08.07.2002 von Lars Reppesgaard
Die Deutsche Post World Net (DPWN) dreht diversen E-Business-Aktivitäten im Konzern den Saft ab. Die künftige Online-Strategie des Gelben Riesen ist unklar.

Alexander Benesch war fassungslos: "Die Post ist natürlich ihren Aktionären verpflichtet, aber die Kosten, die die Zertifizierungsstelle verursacht hat, dürften aus der Portokasse zu bezahlen gewesen sein", zitiert das IT-Info-Portal Silicon.de den Geschäftsführer des Deutschen Notarinstituts. Anlass für die Aufregung: Die Deutsche Post Signtrust, im Konzern für digitale Signaturen zuständig, wird wegen mangelnder Wirtschaftlichkeit aufgelöst. Die Bundesnotarkammer war bisher ihr Vorzeigekunde.

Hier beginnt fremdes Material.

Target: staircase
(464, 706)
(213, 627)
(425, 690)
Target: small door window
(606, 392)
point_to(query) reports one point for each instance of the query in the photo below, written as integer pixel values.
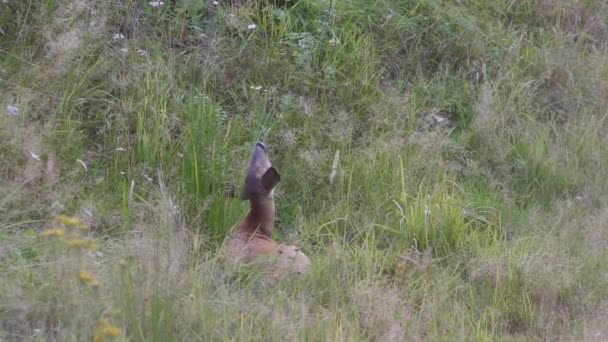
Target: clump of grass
(486, 225)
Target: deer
(252, 241)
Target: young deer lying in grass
(252, 241)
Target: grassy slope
(491, 226)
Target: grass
(468, 202)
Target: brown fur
(252, 242)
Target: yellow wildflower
(67, 220)
(105, 329)
(57, 232)
(86, 276)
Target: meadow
(442, 164)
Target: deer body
(252, 242)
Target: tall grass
(468, 201)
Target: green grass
(469, 202)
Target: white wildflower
(13, 110)
(83, 164)
(34, 156)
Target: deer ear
(270, 179)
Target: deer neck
(260, 219)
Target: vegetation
(468, 202)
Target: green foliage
(468, 201)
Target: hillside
(468, 202)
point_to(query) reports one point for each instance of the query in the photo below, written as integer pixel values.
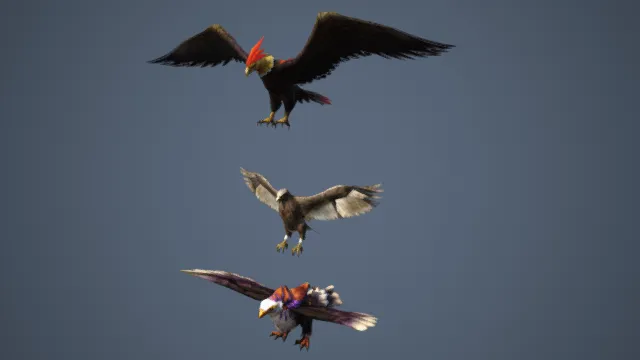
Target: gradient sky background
(508, 229)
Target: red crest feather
(256, 53)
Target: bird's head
(267, 306)
(282, 194)
(258, 60)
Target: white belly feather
(284, 322)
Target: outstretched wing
(340, 202)
(354, 320)
(336, 38)
(261, 187)
(208, 48)
(241, 284)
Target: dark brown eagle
(340, 201)
(289, 308)
(334, 39)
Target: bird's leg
(284, 121)
(304, 342)
(297, 250)
(276, 335)
(268, 120)
(283, 245)
(302, 231)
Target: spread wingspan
(340, 201)
(354, 320)
(210, 47)
(262, 189)
(241, 284)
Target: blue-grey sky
(508, 229)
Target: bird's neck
(264, 65)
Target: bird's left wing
(336, 38)
(339, 202)
(261, 187)
(210, 47)
(354, 320)
(241, 284)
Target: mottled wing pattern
(241, 284)
(354, 320)
(339, 202)
(261, 187)
(336, 38)
(326, 297)
(208, 48)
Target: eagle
(338, 202)
(289, 308)
(334, 39)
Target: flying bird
(334, 39)
(338, 202)
(289, 308)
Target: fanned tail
(326, 297)
(307, 96)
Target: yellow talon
(282, 246)
(284, 121)
(297, 250)
(268, 120)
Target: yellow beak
(261, 313)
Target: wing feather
(354, 320)
(241, 284)
(337, 38)
(261, 187)
(340, 201)
(210, 47)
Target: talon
(282, 246)
(276, 335)
(268, 120)
(304, 343)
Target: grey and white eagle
(340, 201)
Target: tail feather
(326, 297)
(307, 96)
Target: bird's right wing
(241, 284)
(354, 320)
(261, 187)
(339, 202)
(208, 48)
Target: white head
(268, 306)
(281, 193)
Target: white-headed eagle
(289, 308)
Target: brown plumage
(340, 201)
(290, 308)
(334, 39)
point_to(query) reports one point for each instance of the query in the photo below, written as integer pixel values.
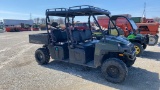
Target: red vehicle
(35, 27)
(17, 28)
(81, 25)
(148, 27)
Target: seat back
(58, 35)
(76, 36)
(88, 34)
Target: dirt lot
(19, 70)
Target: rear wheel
(114, 70)
(139, 49)
(153, 40)
(129, 63)
(42, 56)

Die Zahl der verärgerten Nutzer dürfte sich zwar in Grenzen halten. Schwerer wiegt aber die Verunsicherung von Kunden und Kooperationspartnern angesichts des Kurswechsels der Post in Sachen E-Business. "Viele Logistiker haben im E-Business viel ausprobiert und nutzen diese teils schmerzhaften Erfahrungen, um sich jetzt neu aufzustellen", kommentiert Michael ten Hompel, Professor am Fraunhofer-Institut für Materialfluss und Logistik, die Post-Maßnahme.

Weil sich die Aktie Gelb bislang als Flop erwiesen hat, fahndet DPWN nun nach Geldfressern. Neben Signtrust wurden dabei diverse E-Business-Projekte, die meisten im Bereich der E-Business GmbH, dingfest gemacht, darunter die Portale Trimondo (C-Güter-Beschaffung), Portivas (Transportkapazitäten) und Evita (Shopping). Trimondo ist bereits in ein Joint Venture mit Lufthansa Airplus ausgegründet, Portivas an die Spedition Danzas abgegeben worden; Evita soll verkauft werden.

Service von A bis Z gibt es nicht

Beim Börsengang hat die DPWN etwas anderes erzählt: Von A bis Z betreue sie Kunden, auch in Sachen E-Business. Teilnehmer am Evita-Portal beklagen, dass dieser Anspruch nie umgesetzt wurde. "Das ist alles Geld und alles Post, aber im Grunde hat man es mit lauter eigenständigen Gesellschaften zu tun", sagt Thomas Becher, Geschäftsführer von Spielenet in München. "Ich muss mit jedem Teilbereich einzeln verhandeln."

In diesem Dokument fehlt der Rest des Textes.